Consider getting an office
If you struggle to switch off when the working day is done, you may want to consider getting an office space. Having somewhere specific to go means that you have separation between your work life and your home life. Of course, amid COVID-19, heading to an office may not be ideal. In that case, you can set up a home office in a spare room or even a corner of your home.
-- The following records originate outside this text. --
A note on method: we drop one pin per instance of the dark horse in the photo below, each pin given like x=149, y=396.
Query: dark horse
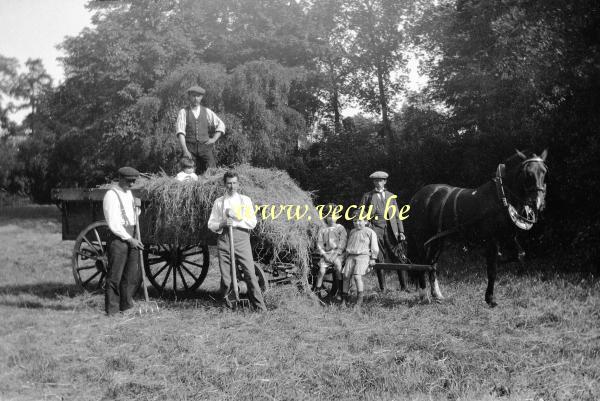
x=491, y=214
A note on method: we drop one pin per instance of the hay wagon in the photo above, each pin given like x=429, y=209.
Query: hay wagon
x=170, y=268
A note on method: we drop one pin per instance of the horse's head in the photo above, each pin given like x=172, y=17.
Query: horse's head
x=528, y=175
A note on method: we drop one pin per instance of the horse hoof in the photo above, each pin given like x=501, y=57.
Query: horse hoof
x=492, y=303
x=424, y=300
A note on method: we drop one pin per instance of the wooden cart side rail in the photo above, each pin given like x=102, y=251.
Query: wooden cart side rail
x=402, y=267
x=88, y=194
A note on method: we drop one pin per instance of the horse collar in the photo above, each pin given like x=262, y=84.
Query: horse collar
x=522, y=222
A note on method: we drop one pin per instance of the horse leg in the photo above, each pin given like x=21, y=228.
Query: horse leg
x=520, y=255
x=492, y=265
x=434, y=285
x=422, y=288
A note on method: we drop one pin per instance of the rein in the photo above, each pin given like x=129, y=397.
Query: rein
x=523, y=222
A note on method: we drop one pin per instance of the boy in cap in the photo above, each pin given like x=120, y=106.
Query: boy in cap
x=389, y=229
x=187, y=170
x=361, y=252
x=331, y=243
x=123, y=276
x=195, y=125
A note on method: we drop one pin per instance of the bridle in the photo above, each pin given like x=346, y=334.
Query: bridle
x=530, y=218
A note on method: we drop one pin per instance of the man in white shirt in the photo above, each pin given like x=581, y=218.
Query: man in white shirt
x=123, y=276
x=234, y=209
x=389, y=229
x=195, y=124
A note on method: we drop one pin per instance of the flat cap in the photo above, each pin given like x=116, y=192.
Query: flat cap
x=379, y=175
x=187, y=162
x=196, y=89
x=129, y=173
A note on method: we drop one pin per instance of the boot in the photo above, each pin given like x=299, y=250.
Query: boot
x=344, y=299
x=359, y=299
x=334, y=290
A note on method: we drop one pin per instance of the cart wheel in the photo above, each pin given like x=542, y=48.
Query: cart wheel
x=176, y=268
x=90, y=256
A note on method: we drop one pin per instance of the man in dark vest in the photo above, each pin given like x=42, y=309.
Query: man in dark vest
x=198, y=128
x=389, y=229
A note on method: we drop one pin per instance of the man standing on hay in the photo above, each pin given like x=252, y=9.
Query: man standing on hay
x=195, y=127
x=123, y=276
x=389, y=228
x=234, y=209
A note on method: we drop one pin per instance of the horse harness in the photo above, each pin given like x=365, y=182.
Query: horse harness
x=522, y=222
Avoid looking at emails after work
Delete the email app on your smartphone. Really! If you're guilty of looking at your emails after your set work hours, you need to change your ways. This habit can have a negative impact on your well-being, according to research from Lehigh University. Maintaining a work-life balance means not being on call to your clients 24/7. Getting back to them within a day is perfectly acceptable.
Start some new hobbies
All work and no play makes for a burnt-out freelancer. When the working day is over, you need to relax by doing something fun that will take your mind off work. In addition to a new career path, now could be the perfect time to start a new hobby. Ideally, you want to pick something that doesn't involve a computer screen. You could try activities like walking, cycling, dancing or even some kind of craft. Find out what suits you!
Transitioning to freelance work
If you're considering going self-employed, there's a whole lot to think about. However, there are countless benefits to this move. You will have autonomy over your time and the freedom to work from anywhere you please. Why not start researching freelance gigs in your area now and see what you can find? Choosing to go it alone is a huge step, but it might just be the best one you ever make.